(HedgeCo.Net) The Securities and Exchange Commission has filed an emergency action charging an offshore fund and two individuals with engaging in a fraudulent scheme, and obtained an asset freeze to safeguard remaining investor funds at risk of immediate dissipation.
The SEC’s complaint alleges that from at least 2018 to the present, Ofer Abarbanel of California and Victor Chilelli of Delaware and New York have engaged in a scheme to defraud investors in an offshore mutual fund they controlled, the Income Collecting 1-3 Months T-Bills Mutual Fund. According to the complaint, Abarbanel represented to investors that the fund would invest primarily in U.S. Treasury securities and also enter into certain types of reverse repurchase agreements with U.S. Treasury securities serving as collateral. As alleged, however, the fund invested only minimally in U.S. Treasuries, and did not enter into any reverse repurchase agreements along the lines described in offering documents. Instead, the complaint alleges, the fund routed nearly all investor funds to shell companies under the defendants’ control as part of uncollateralized sham lending arrangements with the fund. According to the complaint, when investors sought to redeem $106 million in investments last month, the defendants refused and instead took steps to transfer funds to an account from which no redemptions could be drawn.
“As this emergency action shows, the SEC will move quickly to protect investor funds from potential dissipation and misappropriation,” said Carolyn M. Welshhans, Associate Director in the SEC’s Division of Enforcement. “We can detect misconduct and enforce the securities laws even where, as we allege happened here, fraudsters transfer and divert funds to shell companies.”

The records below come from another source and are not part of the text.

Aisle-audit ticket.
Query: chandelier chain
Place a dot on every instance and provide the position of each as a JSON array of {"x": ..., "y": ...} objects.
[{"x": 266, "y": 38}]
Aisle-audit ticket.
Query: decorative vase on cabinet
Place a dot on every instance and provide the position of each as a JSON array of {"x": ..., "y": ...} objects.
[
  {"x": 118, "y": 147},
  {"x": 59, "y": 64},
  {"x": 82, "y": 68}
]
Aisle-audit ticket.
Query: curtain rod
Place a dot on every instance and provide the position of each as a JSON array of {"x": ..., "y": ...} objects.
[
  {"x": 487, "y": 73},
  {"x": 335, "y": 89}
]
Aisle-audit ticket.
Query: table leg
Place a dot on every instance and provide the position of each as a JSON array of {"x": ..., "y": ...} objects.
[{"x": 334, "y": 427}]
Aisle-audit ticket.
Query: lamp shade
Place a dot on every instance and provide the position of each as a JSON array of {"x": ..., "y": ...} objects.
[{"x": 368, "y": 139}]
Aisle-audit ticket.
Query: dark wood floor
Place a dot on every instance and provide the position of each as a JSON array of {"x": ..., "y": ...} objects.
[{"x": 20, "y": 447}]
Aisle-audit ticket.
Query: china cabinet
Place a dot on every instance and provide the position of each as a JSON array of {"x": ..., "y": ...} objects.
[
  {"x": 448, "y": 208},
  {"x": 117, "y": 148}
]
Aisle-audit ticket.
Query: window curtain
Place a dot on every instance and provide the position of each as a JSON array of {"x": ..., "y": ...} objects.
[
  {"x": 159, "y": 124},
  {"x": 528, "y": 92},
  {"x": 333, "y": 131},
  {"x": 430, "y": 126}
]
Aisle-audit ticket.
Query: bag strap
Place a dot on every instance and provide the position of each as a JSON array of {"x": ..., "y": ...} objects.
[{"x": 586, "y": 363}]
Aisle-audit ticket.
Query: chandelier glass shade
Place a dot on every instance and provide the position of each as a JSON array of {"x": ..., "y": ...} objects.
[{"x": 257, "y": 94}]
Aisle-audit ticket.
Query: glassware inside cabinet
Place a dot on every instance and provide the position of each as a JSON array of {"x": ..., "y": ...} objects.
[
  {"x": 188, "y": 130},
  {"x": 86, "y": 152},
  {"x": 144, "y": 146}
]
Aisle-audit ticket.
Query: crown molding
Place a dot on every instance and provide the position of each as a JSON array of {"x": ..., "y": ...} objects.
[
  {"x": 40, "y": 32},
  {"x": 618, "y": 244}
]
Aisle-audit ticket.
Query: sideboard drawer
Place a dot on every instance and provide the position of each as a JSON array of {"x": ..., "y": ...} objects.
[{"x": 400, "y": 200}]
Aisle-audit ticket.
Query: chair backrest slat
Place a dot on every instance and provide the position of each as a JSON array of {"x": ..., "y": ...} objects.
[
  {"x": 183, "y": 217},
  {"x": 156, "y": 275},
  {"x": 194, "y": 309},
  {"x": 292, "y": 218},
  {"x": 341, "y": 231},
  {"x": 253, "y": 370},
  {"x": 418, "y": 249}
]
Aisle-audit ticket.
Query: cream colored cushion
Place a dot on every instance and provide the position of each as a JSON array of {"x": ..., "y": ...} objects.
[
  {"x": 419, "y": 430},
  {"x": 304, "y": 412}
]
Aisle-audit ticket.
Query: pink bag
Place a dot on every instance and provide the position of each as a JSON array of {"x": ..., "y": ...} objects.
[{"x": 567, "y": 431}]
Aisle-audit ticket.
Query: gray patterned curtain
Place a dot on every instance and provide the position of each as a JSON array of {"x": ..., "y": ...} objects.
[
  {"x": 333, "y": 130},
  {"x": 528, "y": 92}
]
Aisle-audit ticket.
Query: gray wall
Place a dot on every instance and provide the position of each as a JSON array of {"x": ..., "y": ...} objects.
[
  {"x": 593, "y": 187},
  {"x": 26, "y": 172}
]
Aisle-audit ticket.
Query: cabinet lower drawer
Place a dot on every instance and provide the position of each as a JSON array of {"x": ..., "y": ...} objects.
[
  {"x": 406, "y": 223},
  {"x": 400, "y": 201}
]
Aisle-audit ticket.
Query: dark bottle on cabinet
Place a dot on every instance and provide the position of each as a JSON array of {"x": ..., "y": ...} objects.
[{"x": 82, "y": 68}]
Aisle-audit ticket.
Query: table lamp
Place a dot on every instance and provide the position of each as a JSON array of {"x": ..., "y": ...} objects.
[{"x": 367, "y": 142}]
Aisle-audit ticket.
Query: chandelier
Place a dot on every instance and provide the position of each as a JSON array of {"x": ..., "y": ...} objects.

The SEC’s complaint, which was filed in federal court in the Southern District of New York today, charges Abarbanel, Chilelli, and the fund with violating the antifraud provisions of the federal securities laws and seeks permanent injunctions, disgorgement with prejudgment interest, civil penalties, and permanent bars against participating in future securities offerings. The complaint also names as relief defendants six companies that either acted as purported counterparties with the fund or received fund assets in furtherance of the scheme: Institutional Syndication LLC, North American Liquidity Resources LLC, Institutional Secured Credit LLC, Growth Income Holdings LLC, CLO Market Neutral LLC, and Global EMEA Holdings LLC.